Euclid discovers the most ancient quasar ever seen, at 670 million years after the Big Bang
ESA’s Euclid space telescope has discovered the most distant quasar ever observed, a supermassive black hole-powered beacon shining when the universe was just 670 million years old, about 5% of its current age of 13.8 billion years.
The quasar, designated EUCL J172902.75+641018.1, has a redshift of 7.77, surpassing the previous record of 7.64 set in 2021 by about 15 million years. Its light has traveled for more than 13 billion years to reach Euclid’s mirror.
The discovery is part of a haul of 31 new quasars announced on July 6 in Astronomy & Astrophysics, including a second record-breaker at redshift 7.69 and 12 objects at redshift 7 or higher. Before Euclid, astronomers had found only about nine quasars at those extreme distances over more than a decade of searching. Euclid matched that total in about a single year of observations.
“The Euclid team has taken a true census of quasars at the dawn of the universe for the first time,” said Antonio La Marca, an ESA Research Fellow and co-author of the study.
How Euclid found them
Euclid’s unique combination of capabilities makes it the first telescope able to conduct a wide and sensitive search for the earliest quasars. It will eventually cover more than one-third of the sky through its Euclid Wide Survey, uses sharp space-based imaging free from atmospheric distortion, and sees in the near-infrared wavelengths where light from the most distant objects has been stretched by the expansion of the universe.

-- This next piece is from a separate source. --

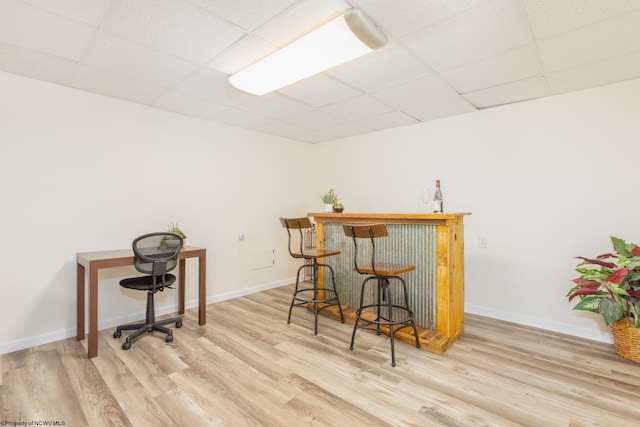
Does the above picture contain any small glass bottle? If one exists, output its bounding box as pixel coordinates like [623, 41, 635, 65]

The detection pipeline used machine learning applied to Euclid’s optical and near-infrared images to identify “dropout” signatures, the telltale spectral break that marks high-redshift quasars. Ancillary data from the Subaru Telescope’s Hyper Suprime-Cam, the Dark Energy Survey, and LOFAR helped narrow the field. Ground-based spectroscopic follow-up using the Keck Observatory, Magellan telescopes, and the Large Binocular Telescope confirmed 31 quasars with a success rate of about 30%, about 10 times better than previous survey efforts.

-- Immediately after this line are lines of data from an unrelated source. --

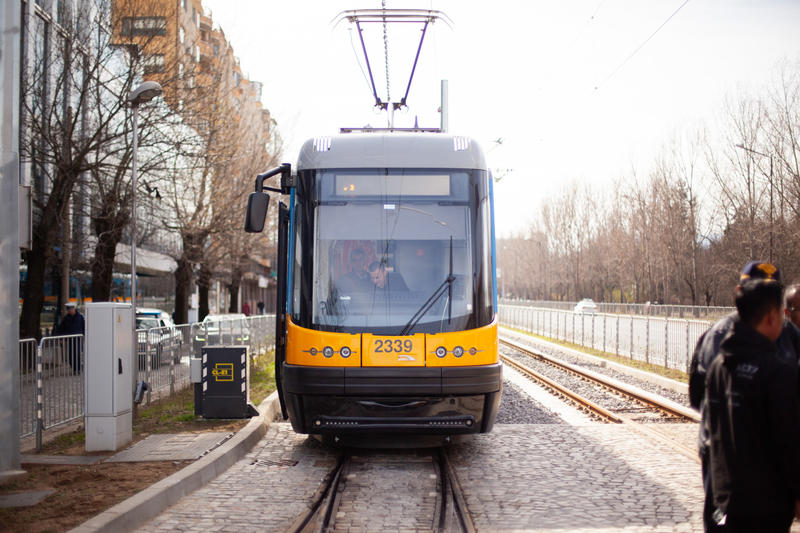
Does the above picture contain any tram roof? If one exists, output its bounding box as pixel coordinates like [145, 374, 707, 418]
[297, 131, 487, 170]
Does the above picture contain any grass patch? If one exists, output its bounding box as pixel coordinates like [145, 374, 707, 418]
[250, 350, 275, 406]
[504, 326, 689, 383]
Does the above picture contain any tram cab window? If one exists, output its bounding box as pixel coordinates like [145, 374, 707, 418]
[310, 170, 482, 334]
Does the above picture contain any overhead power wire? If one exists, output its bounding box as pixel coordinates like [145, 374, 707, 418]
[594, 0, 690, 91]
[347, 28, 372, 96]
[381, 0, 392, 103]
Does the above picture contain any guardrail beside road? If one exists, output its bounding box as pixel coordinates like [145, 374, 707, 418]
[19, 315, 275, 449]
[500, 304, 713, 372]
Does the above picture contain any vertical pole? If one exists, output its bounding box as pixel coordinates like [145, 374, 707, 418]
[630, 316, 633, 361]
[441, 80, 450, 133]
[34, 339, 44, 451]
[131, 104, 139, 394]
[769, 154, 775, 263]
[0, 1, 22, 474]
[686, 320, 692, 374]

“Euclid is a true game changer,” said Daming Yang of Leiden University, lead author of the study. “It lets us search far more efficiently to capture much fainter light. It is a unique tool for quasar hunting.”
Why it matters
Quasars are supermassive black holes at the centers of galaxies, actively consuming surrounding gas and shining with the light of trillions of stars. Finding them at redshifts above 7 means probing a time when the universe was undergoing its last major transition: the epoch of reionization, when cold, neutral hydrogen was broken apart by the first stars and galaxies, making the universe transparent for the first time.

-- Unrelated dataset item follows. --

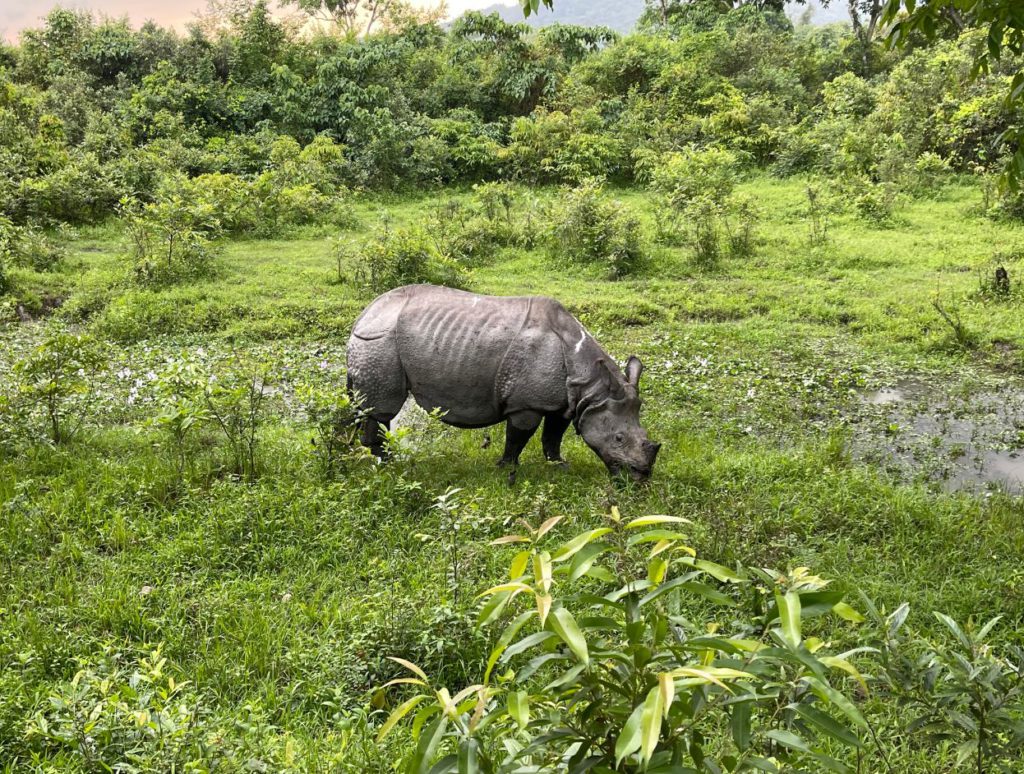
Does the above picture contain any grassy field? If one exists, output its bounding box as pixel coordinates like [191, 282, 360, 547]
[0, 178, 1024, 772]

These quasars act as cosmic beacons, illuminating conditions during that era. But the bigger question is how supermassive black holes reached millions or billions of solar masses in less than 700 million years. The leading theories propose either direct collapse of massive gas clouds or rapid growth from stellar-mass seeds, and a statistically meaningful sample of early quasars is the key to distinguishing between them.
“This is one of the greatest mysteries in astrophysics,” Yang said. “By finding and studying these quasars, we can better understand how these enormous systems formed and grew so quickly.”
A glimpse inside an early quasar
The second-most distant quasar in the haul, at redshift 7.69, was studied in detail by a companion paper led by Silvia Belladitta of the Max Planck Institute for Astronomy. The observations show it embedded inside a dusty, gas-rich galaxy that is furiously forming new stars, providing the first detailed view of the host environment of an early supermassive black hole.
“Discovery is only the first step,” Belladitta said. “Observing these objects across the full electromagnetic spectrum allows us to characterize the environments of these quasars and their host galaxies.”
Euclid launched in July 2023 aboard a SpaceX Falcon 9 and began routine science operations in February 2024. Its Data Release 1, expected in late 2026, will be the largest space-based map of the universe ever produced. The full six-year survey is expected to uncover hundreds more high-redshift quasars, possibly including the first examples above redshift 8.
“Ancient quasars are rare discoveries,” said Valeria Pettorino, ESA Euclid Project Scientist. “They are interesting in themselves, but also time machines that enable us to explore the early universe.”